Placenta Pills After Birth: Should Women Take Them?
As you may already know, the placenta is one of the most incredible organs out there. It is mainly responsible for the nourishing of babies while they are in utero.
As a matter of fact, the placenta helps unborn babies in so many ways, that some mothers decided to get all of the nutrients that the organ contains back into their body.
Obviously, they do so by taking supplements, such as the Purtier Placenta Supplements, with some of them claiming that these pills increased their milk supply and even helped them avoid postpartum depression.

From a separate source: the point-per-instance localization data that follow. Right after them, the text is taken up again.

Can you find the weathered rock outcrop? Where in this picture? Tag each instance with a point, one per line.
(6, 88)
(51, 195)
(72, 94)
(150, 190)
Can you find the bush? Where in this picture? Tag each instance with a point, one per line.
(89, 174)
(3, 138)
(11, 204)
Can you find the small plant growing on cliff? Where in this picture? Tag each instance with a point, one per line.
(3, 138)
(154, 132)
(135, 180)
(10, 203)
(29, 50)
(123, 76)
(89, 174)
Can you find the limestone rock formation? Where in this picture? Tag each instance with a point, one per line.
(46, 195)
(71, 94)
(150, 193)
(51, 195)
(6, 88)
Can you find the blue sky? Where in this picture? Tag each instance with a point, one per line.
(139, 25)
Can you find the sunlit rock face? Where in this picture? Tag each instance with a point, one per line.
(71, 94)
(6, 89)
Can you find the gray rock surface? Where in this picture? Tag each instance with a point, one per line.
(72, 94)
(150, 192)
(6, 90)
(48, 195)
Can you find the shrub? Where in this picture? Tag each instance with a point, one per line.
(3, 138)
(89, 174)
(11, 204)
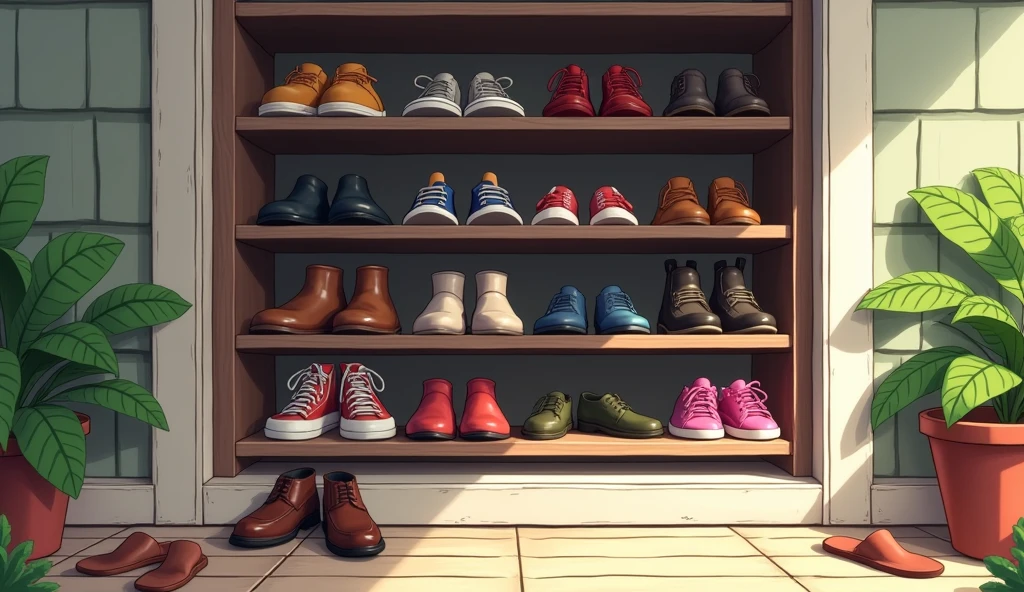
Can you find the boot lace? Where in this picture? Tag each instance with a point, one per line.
(752, 399)
(562, 82)
(689, 296)
(308, 387)
(624, 82)
(700, 402)
(359, 391)
(309, 79)
(439, 88)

Let’s see if women should really take placenta pills after birth.
This is a process which implies a whole placenta being transformed into pills which can be taken postpartum. Reportedly, it is one of the few ways through which new mommies can eat the placenta.

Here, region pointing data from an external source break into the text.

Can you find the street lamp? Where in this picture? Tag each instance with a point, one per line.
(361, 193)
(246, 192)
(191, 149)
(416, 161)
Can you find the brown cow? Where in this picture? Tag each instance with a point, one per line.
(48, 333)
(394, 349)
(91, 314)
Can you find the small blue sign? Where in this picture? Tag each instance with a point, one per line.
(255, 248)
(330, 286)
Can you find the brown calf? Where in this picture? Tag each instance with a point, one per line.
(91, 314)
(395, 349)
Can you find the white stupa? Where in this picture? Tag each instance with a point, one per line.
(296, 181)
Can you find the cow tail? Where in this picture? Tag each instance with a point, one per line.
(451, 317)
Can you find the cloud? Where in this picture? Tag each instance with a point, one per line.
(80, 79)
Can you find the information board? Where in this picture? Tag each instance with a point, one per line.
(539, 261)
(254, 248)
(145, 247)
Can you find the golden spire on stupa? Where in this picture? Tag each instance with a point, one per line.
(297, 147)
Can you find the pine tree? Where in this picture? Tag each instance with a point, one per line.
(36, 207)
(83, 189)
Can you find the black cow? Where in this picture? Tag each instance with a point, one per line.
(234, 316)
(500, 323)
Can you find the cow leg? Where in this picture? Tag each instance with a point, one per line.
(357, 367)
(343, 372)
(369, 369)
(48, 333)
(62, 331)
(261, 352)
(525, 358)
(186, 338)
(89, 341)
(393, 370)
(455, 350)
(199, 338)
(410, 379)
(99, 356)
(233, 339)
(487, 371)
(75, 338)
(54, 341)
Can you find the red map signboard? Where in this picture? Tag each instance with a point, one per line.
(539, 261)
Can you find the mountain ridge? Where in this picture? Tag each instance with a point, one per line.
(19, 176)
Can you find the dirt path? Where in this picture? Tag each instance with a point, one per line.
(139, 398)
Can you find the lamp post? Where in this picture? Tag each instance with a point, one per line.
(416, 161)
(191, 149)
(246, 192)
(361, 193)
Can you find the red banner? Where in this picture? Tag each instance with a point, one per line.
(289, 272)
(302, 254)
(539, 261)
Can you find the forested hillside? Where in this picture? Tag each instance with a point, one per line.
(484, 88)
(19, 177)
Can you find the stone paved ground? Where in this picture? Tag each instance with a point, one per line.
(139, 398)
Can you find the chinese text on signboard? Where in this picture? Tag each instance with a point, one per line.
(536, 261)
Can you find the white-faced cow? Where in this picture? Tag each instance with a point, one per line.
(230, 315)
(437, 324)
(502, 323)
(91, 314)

However, placenta encapsulation is the most popular way, with 70 to 80% of mothers choosing this option – if they already decided that they want to eat their placenta.
Is Encapsulation Safe?
Theoretically, eating your placenta and placenta encapsulation should not come with any real downsides. However, taking such pills may imply some health risks, mainly due to the fact that there are no standards in place for the placenta encapsulation process.
For example, if the placenta is not properly encapsulated, you may come in contact with dangerous bacteria that can make both you and your baby sick.
According to the Center for Disease Control and Prevention, improper encapsulation may cause an infection to be passed on to the baby when breastfeeding.
The Benefits of Placenta Encapsulation
The placenta comes with many benefits simply because it is rich in iron, vitamin B12, and vitamin B6. On top of that, it is also loaded with several reproductive hormones, such as progesterone and estrogen.
The two mentioned hormones are known to drop after birth, which is why many women consider taking placenta pills – mainly to restore the levels of estrogen.
- People who have taken placenta pills also state that they can help you boost milk supply, prevent anemia, lower the chances of postpartum depression, and balance hormones, as mentioned above.
- A small survey showed that 40% of women involved in it showed mood improvements, while 26% reported less fatigue and more energy.